San Francisco Bay artist Richard “Richie Rich” Serrell recorded “Side Show” back around 1990 with a group called “415.” In a copyright infringement suit that names Apple, NBC Universal, and Amblin Entertainment as defendants, plaintiff and I think 415 producer, Darell Jackson says that the track appears in an episode of Amazing Stories on Apple TV+; that his company JED Productions owns the rights to that track; and that he didn’t grant the rights to any such use.
“At no time has Plaintiff authorized the Amazing Stories Defendants to reproduce, distribute, perform, create derivative works based on, or otherwise exploit all or any portion of Side Show.”
From a musicologist standpoint, this isn’t particularly juicy. It would indeed appear to be true that episode two of Amazing Stories, “The Heat,” uses the track to accompany a street party that the main characters attend. (By the way, a “sideshow” is, according to Urban Dictionary, “an impromptu car show.”) In fact, the script has one character asking the other if she’s going to accompany her to “the sideshow” just shortly before the track plays.
So, this isn’t a matter of proving the track is in the production, and there’s not a lot for a forensic musicologist to consider here. Instead, rather like the Justin Timberlake and will.i.am situation around “Damn Girl,” this will evidently be a dispute about who has the rights to the track in the first place.
Side Show appeared on a 1989 album called ’41Fivin’ by 415. Again, Darrell Jackson claims his company, JED Productions, owns the rights, and the complaint describes defendants Nakamiche Muzic Publishing as “falsely representing to the Amazing Stories (other) defendants that the NAKAMICHE DEFENDANTS own the copyrights in Side Show.”
Here’s Side Show if you’d like to hear it.
Let me do a bit of a sideshow myself now. Say you buy a bike from a guy on the sidewalk. If the seller has a shifty look about him, you might consider the possibility that he just found the bike unlocked a few blocks away, right? What’s your obligation? Then consider, you’re a show producer or music supervisor with Amblin Entertainment looking for a track called SideShow to put in your production. You clear the rights with the people who the ASCAP database says hold them. What lengths can you be expected to go to ensure you’ve secured sync rights to “Side Show” from someone with free and clear standing to assign them? If there’s any unsettled dispute about that standing, what obligation does the licensor have to disclose it?

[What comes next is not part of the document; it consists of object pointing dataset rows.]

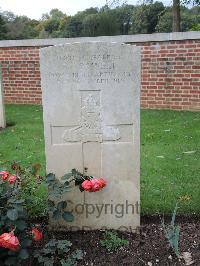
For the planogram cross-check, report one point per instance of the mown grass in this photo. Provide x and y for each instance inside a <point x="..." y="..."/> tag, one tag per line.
<point x="170" y="156"/>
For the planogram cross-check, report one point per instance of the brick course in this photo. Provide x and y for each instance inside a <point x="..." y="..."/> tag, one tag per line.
<point x="170" y="74"/>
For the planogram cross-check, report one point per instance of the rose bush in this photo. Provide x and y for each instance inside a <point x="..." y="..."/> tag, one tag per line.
<point x="37" y="235"/>
<point x="58" y="189"/>
<point x="15" y="237"/>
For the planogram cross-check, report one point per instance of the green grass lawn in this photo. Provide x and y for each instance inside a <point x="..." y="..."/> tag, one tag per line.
<point x="170" y="155"/>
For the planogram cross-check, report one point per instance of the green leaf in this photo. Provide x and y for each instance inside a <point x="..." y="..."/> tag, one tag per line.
<point x="56" y="214"/>
<point x="62" y="205"/>
<point x="68" y="216"/>
<point x="77" y="254"/>
<point x="23" y="254"/>
<point x="66" y="176"/>
<point x="12" y="214"/>
<point x="50" y="178"/>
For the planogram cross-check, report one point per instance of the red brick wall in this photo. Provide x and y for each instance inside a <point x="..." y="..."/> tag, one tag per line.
<point x="170" y="75"/>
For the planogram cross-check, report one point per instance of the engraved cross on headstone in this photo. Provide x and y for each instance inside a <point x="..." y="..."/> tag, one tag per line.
<point x="91" y="131"/>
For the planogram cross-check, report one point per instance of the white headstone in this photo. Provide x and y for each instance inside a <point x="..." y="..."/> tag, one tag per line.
<point x="91" y="101"/>
<point x="2" y="111"/>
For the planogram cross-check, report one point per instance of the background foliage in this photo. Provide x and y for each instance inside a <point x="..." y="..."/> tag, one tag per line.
<point x="148" y="17"/>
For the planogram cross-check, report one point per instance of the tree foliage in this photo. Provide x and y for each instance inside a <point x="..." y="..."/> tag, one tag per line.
<point x="116" y="19"/>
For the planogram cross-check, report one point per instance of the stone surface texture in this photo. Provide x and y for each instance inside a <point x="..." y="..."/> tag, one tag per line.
<point x="2" y="111"/>
<point x="91" y="101"/>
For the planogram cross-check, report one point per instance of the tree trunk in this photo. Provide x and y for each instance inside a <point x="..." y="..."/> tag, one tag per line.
<point x="176" y="16"/>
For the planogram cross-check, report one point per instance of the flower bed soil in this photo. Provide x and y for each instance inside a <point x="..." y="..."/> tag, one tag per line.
<point x="149" y="246"/>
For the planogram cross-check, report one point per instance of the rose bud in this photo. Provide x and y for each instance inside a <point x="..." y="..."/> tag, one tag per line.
<point x="102" y="182"/>
<point x="4" y="175"/>
<point x="37" y="235"/>
<point x="96" y="185"/>
<point x="87" y="185"/>
<point x="8" y="240"/>
<point x="12" y="179"/>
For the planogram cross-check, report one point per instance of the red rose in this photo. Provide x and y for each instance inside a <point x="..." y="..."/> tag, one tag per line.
<point x="4" y="175"/>
<point x="12" y="179"/>
<point x="94" y="184"/>
<point x="102" y="182"/>
<point x="87" y="185"/>
<point x="8" y="240"/>
<point x="37" y="235"/>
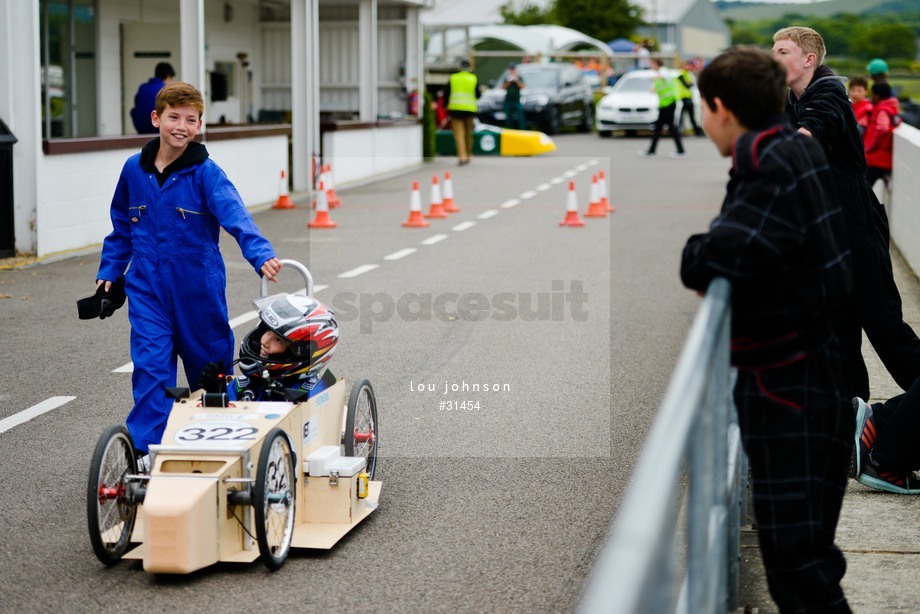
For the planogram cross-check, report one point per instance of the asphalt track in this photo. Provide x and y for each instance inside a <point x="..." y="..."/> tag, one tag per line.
<point x="499" y="508"/>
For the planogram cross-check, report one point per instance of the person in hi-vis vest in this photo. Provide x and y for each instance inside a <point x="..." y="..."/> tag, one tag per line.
<point x="461" y="104"/>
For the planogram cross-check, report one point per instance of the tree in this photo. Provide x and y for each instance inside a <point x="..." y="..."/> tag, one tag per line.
<point x="602" y="19"/>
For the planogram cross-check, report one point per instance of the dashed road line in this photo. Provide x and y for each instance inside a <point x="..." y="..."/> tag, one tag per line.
<point x="400" y="254"/>
<point x="434" y="239"/>
<point x="33" y="412"/>
<point x="364" y="268"/>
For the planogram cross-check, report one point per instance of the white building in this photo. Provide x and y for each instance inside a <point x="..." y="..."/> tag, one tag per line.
<point x="331" y="78"/>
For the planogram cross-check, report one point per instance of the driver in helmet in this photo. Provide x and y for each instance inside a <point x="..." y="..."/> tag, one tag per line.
<point x="290" y="348"/>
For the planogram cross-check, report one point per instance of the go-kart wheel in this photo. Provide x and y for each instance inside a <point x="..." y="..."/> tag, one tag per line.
<point x="273" y="499"/>
<point x="361" y="425"/>
<point x="109" y="510"/>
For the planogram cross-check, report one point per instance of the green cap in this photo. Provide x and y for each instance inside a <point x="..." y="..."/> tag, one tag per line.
<point x="877" y="66"/>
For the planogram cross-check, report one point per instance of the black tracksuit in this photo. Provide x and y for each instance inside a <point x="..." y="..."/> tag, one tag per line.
<point x="826" y="112"/>
<point x="781" y="240"/>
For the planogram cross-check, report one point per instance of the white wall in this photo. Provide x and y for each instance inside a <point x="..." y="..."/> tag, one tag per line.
<point x="76" y="190"/>
<point x="359" y="155"/>
<point x="904" y="204"/>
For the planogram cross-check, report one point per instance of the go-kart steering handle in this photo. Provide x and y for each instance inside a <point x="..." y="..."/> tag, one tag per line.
<point x="307" y="277"/>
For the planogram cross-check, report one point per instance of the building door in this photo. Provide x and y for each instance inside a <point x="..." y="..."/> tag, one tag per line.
<point x="143" y="46"/>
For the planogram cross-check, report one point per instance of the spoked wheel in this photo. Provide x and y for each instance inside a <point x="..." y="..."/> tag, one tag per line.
<point x="361" y="425"/>
<point x="110" y="511"/>
<point x="273" y="499"/>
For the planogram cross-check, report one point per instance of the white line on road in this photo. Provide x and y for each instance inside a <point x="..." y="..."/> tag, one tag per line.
<point x="34" y="411"/>
<point x="400" y="254"/>
<point x="434" y="239"/>
<point x="364" y="268"/>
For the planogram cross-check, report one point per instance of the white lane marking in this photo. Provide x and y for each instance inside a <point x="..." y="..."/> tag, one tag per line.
<point x="400" y="254"/>
<point x="434" y="239"/>
<point x="364" y="268"/>
<point x="34" y="411"/>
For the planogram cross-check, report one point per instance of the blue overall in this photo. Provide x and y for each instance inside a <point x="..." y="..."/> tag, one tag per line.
<point x="176" y="283"/>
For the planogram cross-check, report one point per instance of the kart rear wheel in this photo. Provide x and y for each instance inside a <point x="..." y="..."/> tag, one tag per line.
<point x="110" y="512"/>
<point x="361" y="425"/>
<point x="273" y="499"/>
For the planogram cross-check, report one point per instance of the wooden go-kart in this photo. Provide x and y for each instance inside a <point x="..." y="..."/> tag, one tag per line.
<point x="238" y="481"/>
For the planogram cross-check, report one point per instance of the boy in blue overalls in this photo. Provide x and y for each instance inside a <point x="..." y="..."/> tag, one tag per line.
<point x="169" y="205"/>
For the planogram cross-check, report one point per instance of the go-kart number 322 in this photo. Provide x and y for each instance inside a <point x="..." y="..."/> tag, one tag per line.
<point x="216" y="434"/>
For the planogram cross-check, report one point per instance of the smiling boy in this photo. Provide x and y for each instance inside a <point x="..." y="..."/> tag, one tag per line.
<point x="169" y="205"/>
<point x="780" y="239"/>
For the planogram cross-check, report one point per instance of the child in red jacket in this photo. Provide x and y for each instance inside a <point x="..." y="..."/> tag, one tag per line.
<point x="878" y="139"/>
<point x="862" y="106"/>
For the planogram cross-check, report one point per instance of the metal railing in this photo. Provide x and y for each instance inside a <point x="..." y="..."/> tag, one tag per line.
<point x="658" y="559"/>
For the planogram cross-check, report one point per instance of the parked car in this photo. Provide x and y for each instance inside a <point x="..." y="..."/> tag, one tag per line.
<point x="554" y="95"/>
<point x="631" y="104"/>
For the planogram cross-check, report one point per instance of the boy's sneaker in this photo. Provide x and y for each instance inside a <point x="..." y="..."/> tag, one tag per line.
<point x="875" y="477"/>
<point x="864" y="436"/>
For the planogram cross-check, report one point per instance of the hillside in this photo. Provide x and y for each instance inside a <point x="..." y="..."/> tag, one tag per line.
<point x="754" y="11"/>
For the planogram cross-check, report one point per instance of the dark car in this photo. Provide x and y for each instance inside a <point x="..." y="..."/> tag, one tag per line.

And there’s another element here…
Here’s a “SideShow” track with over 3 million views on YouTube and some big name bay area DJ’s and producers involved.
Okay, so right off the bad, while it doesn’t appear to sample 415’s track, it has a similar motif in its beat.
But 415’s SideShow is one of lots of records to sample “Sunshine,” by Earth, Wind & Fire and that’s where that motif originates.
So whomever owns the rights to 415’s Sideshow, did they clear the Earth Wind and Fire sample in the first place, such that they can license it to a TV show?
Anyway…
Apple’s deep pockets are getting sued right along with familiar NBCUniversal and Amblin Entertainment, but really this looks much more to be an ongoing matter between a couple of production companies, the aforementioned plaintiff JED Productions, and Nakamiche Music.
Will be very interesting to keep an eye on how this goes.